Search code examples
jsonscaladatabricksapache-kafka-streamsazure-databricks

Scala schema_of_json function fails in spark structured streaming


I have created a function to read JSON as a string with its schema. Then using that function in spark streaming. I am getting error while doing so. The same piece works when I create schema first, then use that schema to read, but doesn't work in single line. How can I fix it?

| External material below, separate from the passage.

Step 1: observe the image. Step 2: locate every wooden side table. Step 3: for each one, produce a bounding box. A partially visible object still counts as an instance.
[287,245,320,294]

def processBatch(microBatchOutputDF: DataFrame, batchId: Long) {
  
  TOPICS.split(',').foreach(topic =>{
    var TableName = topic.split('.').last.toUpperCase
    var df = microBatchOutputDF
    
    /*var schema = schema_of_json(df
                                .select($"value")
                                .filter($"topic".contains(topic))
                                .as[String]
                               )*/
    
    var jsonDataDf = df.filter($"topic".contains(topic))
                      .withColumn("jsonData", from_json($"value", schema_of_json(lit($"value".as[String])), scala.collection.immutable.Map[String, String]().asJava))

    var srcTable = jsonDataDf
                    .select(col(s"jsonData.payload.after.*"), $"offset", $"timestamp")

    srcTable
      .select(srcTable.columns.map(c => col(c).cast(StringType)) : _*)
      .write
      .mode("append").format("delta").save("/mnt/datalake/raw/kafka/" + TableName)
    
    spark.sql(s"""CREATE TABLE IF NOT EXISTS kafka_raw.$TableName USING delta LOCATION '/mnt/datalake/raw/kafka/$TableName'""")
  } )
}

Spark streaming code

import org.apache.spark.sql.streaming.Trigger

val StreamingQuery = InputDf
                        .select("*")
                        .writeStream.outputMode("update")
                        .option("queryName", "StreamingQuery")
                        .foreachBatch(processBatch _)
                        .start()

Error: org.apache.spark.sql.AnalysisException: Schema should be specified in DDL format as a string literal or output of the schema_of_json/schema_of_csv functions instead of schema_of_json(value)


Solution

  • This is how I solved this. I created a filtered dataframe from the kafka output dataframe, and applied all the logics in it, as it was before. The problem with generating schema while reading is, from_json doesn't know which exact row to use from all the rows of the dataframe.

    def processBatch(microBatchOutputDF: DataFrame, batchId: Long) {
      
      TOPICS.split(',').foreach(topic =>{
        var TableName = topic.split('.').last.toUpperCase
        var df = microBatchOutputDF.where(col("topic") === topic)
        
        var schema = schema_of_json(df
                                    .select($"value")
                                    .filter($"topic".contains(topic))
                                    .as[String]
                                   )
        
        var jsonDataDf = df.withColumn("jsonData", from_json($"value", schema, scala.collection.immutable.Map[String, String]().asJava))
    
        var srcTable = jsonDataDf
                        .select(col(s"jsonData.payload.after.*"), $"offset", $"timestamp")
    
        srcTable
          .select(srcTable.columns.map(c => col(c).cast(StringType)) : _*)
          .write
          .mode("append").format("delta").save("/mnt/datalake/raw/kafka/" + TableName)
        
        spark.sql(s"""CREATE TABLE IF NOT EXISTS kafka_raw.$TableName USING delta LOCATION '/mnt/datalake/raw/kafka/$TableName'""")
      } )
    }